VMIC is playing a key role in the Oxford University consortium being led by the Jenner Institute, while at the same time working around the clock on the age-old problems behind scaling-up vaccine production.

Dr Duchars said: “VMIC has been asked by the Government to look at ways of bringing forward large-scale manufacture of a vaccine not just for Britain, but for the globe – we are talking about tens of millions of doses.

“Oxford has gone for the spike protein that your body will recognise, so we are looking at making large amounts of that viral vector to put into people and scaling that up is quite a challenge.

“It needs to be made on a much larger scale than is usually done in a laboratory and as you grow more virus, something else might grow as well that either causes contamination or stops the protein of interest being produced.

“The really challenging part of making these types of vaccines is that they not only have to be safe and efficacious, but you have to be able to guarantee every single dose is pure, whether you’re talking about one dose, a million doses or ten million doses.”

The only facility of its type in Europe with Government funding, VMIC is a reservoir of expertise designed to lubricate the pathway from vaccine discovery to commercial production.

Its remit is far wider than Covid, of course.
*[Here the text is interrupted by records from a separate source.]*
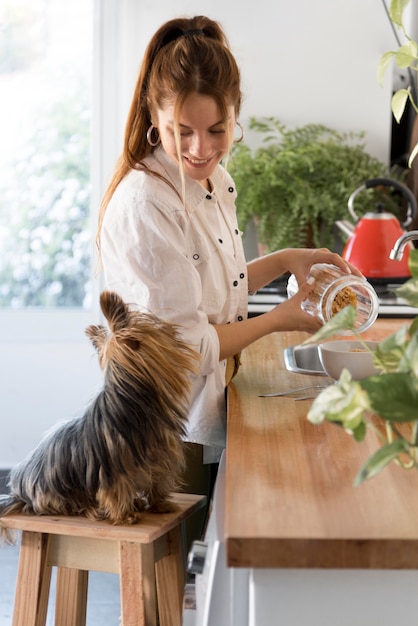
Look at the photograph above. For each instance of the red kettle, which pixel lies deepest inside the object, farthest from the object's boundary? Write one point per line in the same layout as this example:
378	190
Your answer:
372	237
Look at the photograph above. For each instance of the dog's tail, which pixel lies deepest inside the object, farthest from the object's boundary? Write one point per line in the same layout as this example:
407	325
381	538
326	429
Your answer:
8	505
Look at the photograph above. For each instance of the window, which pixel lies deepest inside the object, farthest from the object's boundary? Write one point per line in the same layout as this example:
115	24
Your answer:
46	69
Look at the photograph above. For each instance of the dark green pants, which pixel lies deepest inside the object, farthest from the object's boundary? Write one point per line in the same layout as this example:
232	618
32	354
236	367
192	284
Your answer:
198	478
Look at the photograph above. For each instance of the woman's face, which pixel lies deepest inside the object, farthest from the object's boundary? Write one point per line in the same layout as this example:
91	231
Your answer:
204	137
The team is already in talks with a number of potential collaborators interested in developing several different types of vaccine.

Indeed, while the agreement VMIC signed with Oxford Biomedica last week begins with AZD1222, it signalled the start of five-year partnership that will focus on improving the scaled-up manufacture of viral vector based vaccines generally.

“Part of the design of VMIC has been to make its technology ‘agnostic’,” he said. “We aren’t here to use one type of technology.

“We have made sure that our people are able to turn their hands to different approaches, whatever type of viral vector vaccine or anti-virus is required.”

It would be the first of many such partnerships designed to help take the industry forward as a whole and to improve the UK’s standing in terms of commercialising vaccines.

“The UK has a very good track record of discovery and development and being very innovative in that area,” he said.

“But it doesn’t have a terribly good track record when it comes to scaling up and commercialising these vaccines – early candidates have often been taken abroad for commercialisation.

“We need to turn that around and bring the process back home, so that the UK can be regarded as a key centre for the overall development of vaccines.

“The more we can encourage vaccine developers to come from outside to do their work in the UK, the more VMIC will be regarded as a success.”